Another key, he said, was the restoration of electrical power, so that normal cooling systems can operate.
Edano said the cooling operation at Unit 1 was going smoothly after the sea water was pumped in.
Operators released slightly radioactive air from Unit 3 yesterday, while injecting water into it hoping to reduce pressure and temperature to prevent a possible meltdown, Edano said.
He said radiation levels just outside the plant briefly rose above legal limits, but since had declined significantly. Also, fuel rods were exposed briefly, he said, indicating that coolant water didn’t cover the rods for some time. That would have contributed further to raising the temperature in the reactor vessel.
At an evacuation center in Koriyama, about 60km from the troubled reactors and 190km north of Tokyo, medical experts had checked about 1,500 people for radiation exposure in an emergency testing center, an official said.
steady flow
Yesterday, a steady flow of people arrived at the center, where they were checked by officials.
Officials placed five reactors, including Units 1 and 3 at Dai-ichi, under states of emergency on Friday after operators lost the ability to cool the reactors using usual procedures.
An additional reactor was added to the list early yesterday, for a total of six — three at the Dai-ichi complex and three at another nearby complex.
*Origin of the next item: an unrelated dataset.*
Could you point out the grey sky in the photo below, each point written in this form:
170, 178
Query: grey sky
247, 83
Local evacuations have been ordered at each location. Japan has 55 reactors spread across 17 complexes nationwide.
Officials began venting radioactive steam at Fukushima Dai-ichi’s Unit 1 to relieve pressure inside the reactor vessel, which houses the overheated uranium fuel.
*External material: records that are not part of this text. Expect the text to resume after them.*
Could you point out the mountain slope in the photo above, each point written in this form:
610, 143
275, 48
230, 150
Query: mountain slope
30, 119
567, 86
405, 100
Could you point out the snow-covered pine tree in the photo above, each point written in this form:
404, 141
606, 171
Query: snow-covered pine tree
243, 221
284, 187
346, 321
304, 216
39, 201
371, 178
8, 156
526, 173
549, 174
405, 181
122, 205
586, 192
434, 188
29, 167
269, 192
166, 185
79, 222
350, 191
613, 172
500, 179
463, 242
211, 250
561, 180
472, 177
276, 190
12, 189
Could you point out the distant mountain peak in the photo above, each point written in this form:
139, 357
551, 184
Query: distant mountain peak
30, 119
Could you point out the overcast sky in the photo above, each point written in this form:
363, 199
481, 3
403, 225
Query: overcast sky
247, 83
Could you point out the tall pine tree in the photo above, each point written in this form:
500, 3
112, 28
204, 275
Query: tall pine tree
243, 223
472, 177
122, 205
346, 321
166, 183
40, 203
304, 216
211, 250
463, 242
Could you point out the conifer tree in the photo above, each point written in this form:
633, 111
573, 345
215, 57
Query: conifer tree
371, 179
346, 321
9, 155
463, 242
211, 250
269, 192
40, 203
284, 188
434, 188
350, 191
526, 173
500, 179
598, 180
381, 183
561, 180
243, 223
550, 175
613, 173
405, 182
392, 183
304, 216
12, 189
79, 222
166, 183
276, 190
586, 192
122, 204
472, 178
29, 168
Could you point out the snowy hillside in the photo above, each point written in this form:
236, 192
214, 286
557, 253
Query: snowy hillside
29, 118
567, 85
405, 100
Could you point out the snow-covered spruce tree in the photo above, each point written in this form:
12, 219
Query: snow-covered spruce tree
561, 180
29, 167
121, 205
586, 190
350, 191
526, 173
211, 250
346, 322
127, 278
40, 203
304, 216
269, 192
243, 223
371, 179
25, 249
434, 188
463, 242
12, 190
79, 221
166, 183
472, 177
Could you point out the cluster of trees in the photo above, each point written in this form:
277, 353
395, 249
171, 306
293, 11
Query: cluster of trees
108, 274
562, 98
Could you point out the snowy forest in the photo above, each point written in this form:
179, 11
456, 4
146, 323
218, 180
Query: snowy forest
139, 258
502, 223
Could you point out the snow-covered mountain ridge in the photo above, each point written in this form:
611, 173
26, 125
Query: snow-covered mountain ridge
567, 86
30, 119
Concerns escalated dramatically on Saturday when that unit’s containment building exploded.
Officials were aware that the steam contained hydrogen and were risking an explosion by venting it, acknowledged Shinji Kinjo, spokesman for the government’s Nuclear and Industrial Safety Agency, but chose to do so because they needed to keep circulating cool water on the fuel rods to prevent a meltdown.
Officials insisted there was no significant radioactive leak after the explosion.